貴子たちからは理不尽な怒りを一方的に与えられるのみだった。
こうして自分を想って怒ってくれる人は花憐のそばにはいなかった。

清人は花憐の方に体を向けた。
横になってお互い向き合う体勢になるが、距離は縮まらない。

「家に帰ってきて・・・・君がいなくて、自分でも驚くほど気が動転した」

清人がそっと手を伸ばし、親指で花憐の頬をなぞった。

「ごめんなさい・・・・。一人でいるのが怖くて・・・・」
「誰かが来た?」
「・・・・家の人たちは、私がここにいることを知っているんです」

清人が眉をひそめた。

「私宛に手紙が届いたんです・・・・」
「手紙?」

花憐は火傷のことを打ち明けようと決心していたが、言葉が出てこない。
自分でも忘れられるものなら忘れたい、誰にも知られたくないと思ってひた隠しに
してきたことを、愛する男性に伝えることは容易なことではなかった。

それでも・・・・。

花憐は清人との距離を縮めたかった。
心を通わせたかった。
この火傷が人と親密になることを恐れさせ、心を閉ざさせているのだ。

ここを乗り越えなければ先には進めない。
打ち明けて、清人が離れていってしまったらと思うと、決心が揺らぎそうになる。

『人を愛するって、強い心が必要なのよ』

榊の言葉を思い出していた。
自分に足りないのはその’強さ’だ。

花憐は前だけを見た。

「正確には・・・・写真が送られてきました。

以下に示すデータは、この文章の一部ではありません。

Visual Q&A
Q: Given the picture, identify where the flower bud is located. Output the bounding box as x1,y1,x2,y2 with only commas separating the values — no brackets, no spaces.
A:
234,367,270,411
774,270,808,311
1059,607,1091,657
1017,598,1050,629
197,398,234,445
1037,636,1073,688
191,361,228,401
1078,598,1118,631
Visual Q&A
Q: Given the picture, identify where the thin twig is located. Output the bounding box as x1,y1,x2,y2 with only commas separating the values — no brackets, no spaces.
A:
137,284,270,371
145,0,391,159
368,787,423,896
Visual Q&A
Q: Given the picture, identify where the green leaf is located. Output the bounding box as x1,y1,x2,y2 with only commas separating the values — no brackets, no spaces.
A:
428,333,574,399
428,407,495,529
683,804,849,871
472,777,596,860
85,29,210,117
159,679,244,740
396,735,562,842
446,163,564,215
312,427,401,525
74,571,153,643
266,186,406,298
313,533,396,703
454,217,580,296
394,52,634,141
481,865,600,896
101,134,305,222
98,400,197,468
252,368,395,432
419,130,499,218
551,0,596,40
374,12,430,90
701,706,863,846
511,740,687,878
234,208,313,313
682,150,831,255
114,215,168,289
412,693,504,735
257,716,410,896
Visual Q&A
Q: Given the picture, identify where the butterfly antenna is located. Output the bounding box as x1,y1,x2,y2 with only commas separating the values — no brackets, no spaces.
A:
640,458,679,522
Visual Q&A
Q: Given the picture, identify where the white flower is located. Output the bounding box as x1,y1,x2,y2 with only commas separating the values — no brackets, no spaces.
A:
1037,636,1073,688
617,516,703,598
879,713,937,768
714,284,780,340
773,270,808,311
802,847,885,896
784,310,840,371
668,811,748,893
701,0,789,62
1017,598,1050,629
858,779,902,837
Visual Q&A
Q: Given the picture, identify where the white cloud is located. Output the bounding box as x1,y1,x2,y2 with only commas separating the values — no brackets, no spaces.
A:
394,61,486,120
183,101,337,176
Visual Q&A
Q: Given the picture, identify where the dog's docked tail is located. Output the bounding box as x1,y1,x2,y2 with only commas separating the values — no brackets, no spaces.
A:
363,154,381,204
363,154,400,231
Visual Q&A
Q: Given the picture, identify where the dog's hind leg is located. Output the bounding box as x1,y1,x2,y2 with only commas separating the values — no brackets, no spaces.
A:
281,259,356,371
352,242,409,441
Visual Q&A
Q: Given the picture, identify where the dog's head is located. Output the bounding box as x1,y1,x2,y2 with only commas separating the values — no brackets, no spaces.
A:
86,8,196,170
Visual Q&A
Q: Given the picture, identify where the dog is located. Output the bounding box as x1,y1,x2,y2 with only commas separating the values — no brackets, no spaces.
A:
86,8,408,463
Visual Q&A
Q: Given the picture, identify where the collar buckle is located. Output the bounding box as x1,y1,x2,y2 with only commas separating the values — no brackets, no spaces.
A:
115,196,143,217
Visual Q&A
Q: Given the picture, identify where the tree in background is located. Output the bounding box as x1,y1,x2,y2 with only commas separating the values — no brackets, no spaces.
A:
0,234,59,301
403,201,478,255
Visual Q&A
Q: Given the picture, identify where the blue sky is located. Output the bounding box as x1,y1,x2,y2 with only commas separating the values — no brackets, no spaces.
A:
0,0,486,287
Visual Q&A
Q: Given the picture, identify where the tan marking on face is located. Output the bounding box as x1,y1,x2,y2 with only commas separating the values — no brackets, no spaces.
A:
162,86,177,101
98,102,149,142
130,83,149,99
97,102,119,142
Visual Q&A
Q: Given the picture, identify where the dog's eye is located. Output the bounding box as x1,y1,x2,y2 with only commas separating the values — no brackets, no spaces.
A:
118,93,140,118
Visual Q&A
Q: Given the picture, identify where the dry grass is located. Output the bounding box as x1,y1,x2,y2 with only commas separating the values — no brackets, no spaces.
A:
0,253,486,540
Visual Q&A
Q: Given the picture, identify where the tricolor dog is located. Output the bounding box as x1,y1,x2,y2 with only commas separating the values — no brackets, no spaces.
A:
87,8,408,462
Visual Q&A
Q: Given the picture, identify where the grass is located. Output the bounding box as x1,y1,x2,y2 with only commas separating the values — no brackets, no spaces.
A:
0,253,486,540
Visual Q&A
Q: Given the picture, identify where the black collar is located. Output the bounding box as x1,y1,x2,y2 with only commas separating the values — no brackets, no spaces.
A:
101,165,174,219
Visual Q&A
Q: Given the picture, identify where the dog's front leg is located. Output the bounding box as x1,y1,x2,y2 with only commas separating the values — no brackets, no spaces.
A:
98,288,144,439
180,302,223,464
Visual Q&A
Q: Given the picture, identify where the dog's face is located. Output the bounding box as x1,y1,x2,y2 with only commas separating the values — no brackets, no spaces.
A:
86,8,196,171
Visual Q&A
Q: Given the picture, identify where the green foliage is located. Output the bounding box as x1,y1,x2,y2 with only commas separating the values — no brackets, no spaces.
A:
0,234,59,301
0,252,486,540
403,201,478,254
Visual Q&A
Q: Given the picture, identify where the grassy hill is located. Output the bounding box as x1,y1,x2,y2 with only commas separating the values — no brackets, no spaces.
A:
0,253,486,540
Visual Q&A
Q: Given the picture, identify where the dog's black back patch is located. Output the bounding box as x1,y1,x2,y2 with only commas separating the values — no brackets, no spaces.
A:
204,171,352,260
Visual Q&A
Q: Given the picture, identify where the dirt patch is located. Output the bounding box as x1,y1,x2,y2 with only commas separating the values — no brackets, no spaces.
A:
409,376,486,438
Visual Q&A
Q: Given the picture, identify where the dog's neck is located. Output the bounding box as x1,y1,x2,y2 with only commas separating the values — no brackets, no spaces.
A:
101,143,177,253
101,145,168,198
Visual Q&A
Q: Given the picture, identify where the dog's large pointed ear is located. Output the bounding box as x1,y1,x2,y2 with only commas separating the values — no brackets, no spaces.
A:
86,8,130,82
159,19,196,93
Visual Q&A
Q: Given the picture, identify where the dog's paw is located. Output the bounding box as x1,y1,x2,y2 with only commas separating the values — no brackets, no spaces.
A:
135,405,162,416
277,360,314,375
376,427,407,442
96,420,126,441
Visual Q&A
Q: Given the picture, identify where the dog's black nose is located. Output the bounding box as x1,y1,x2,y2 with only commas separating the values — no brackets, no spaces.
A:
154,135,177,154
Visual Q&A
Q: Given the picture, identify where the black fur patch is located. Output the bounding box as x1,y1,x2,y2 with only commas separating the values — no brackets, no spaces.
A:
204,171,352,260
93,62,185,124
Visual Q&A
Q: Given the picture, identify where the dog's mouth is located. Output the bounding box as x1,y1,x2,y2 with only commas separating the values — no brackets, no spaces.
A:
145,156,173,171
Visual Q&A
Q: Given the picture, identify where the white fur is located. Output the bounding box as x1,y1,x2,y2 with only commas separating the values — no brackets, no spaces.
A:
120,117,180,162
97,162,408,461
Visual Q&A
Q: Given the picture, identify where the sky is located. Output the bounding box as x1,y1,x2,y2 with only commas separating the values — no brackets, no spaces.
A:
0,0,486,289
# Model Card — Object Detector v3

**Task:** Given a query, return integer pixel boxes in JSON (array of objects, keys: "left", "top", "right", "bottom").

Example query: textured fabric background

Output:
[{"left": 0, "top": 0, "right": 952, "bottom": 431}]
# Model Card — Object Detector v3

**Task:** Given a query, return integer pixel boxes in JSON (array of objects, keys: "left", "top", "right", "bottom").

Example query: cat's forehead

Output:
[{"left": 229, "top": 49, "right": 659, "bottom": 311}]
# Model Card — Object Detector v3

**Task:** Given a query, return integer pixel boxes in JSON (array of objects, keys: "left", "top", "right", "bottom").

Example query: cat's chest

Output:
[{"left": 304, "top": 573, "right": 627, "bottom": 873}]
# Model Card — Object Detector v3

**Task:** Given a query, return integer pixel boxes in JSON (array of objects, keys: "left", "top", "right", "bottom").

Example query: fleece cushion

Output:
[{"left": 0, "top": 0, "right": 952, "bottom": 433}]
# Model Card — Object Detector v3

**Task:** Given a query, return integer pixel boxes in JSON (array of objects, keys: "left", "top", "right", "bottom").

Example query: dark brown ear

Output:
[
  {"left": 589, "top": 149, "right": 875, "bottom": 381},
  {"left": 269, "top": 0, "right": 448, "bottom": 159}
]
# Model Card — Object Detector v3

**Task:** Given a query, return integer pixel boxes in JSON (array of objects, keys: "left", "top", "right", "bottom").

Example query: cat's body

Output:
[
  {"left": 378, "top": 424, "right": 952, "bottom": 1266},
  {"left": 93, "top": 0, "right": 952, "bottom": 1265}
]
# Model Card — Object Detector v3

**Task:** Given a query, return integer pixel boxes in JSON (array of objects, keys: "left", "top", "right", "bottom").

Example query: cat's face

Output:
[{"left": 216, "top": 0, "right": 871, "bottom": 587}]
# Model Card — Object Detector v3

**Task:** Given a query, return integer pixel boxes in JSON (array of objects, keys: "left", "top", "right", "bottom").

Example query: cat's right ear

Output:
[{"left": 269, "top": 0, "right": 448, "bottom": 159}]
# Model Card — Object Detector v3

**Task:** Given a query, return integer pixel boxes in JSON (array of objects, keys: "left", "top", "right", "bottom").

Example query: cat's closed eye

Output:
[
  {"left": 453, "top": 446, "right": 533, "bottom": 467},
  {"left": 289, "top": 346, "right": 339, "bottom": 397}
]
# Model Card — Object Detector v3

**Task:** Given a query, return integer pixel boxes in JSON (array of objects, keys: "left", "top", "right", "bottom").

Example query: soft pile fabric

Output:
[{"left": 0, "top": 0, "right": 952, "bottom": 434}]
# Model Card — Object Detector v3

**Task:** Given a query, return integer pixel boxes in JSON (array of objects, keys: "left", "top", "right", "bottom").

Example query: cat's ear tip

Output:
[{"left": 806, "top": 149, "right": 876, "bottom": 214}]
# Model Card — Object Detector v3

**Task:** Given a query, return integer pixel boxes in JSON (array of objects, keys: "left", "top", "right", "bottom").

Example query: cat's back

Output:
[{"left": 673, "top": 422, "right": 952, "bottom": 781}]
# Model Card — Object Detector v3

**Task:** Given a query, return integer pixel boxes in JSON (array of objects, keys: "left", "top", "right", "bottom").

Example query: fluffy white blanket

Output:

私の・・・・体の・・・・・」

花憐の声は緊張と不安で震え、じれったくなるほどに続きがなかなか出てこなかった。
それでも清人は黙って花憐の話を聞いていた。

「私の・・・・右胸と右腕には・・・・大きな・・・・・や、火傷の跡があって・・・・」

花憐は清人の表情を見ることが怖くて、目を瞑った。

「二十歳の時に・・・・油をかけられて・・・・」
「わかった。それ以上言わなくていい」

清人は表情を歪めて花憐の頭を自分の胸に引き寄せた。
花憐の鼻先に清人の男らしい喉が触れた。
震えていた体は、清人の体温を感じて徐々に治まっていった。

「どうして隠してた?俺が君のことを嫌になるとでも?」

花憐はわずかに頷いた。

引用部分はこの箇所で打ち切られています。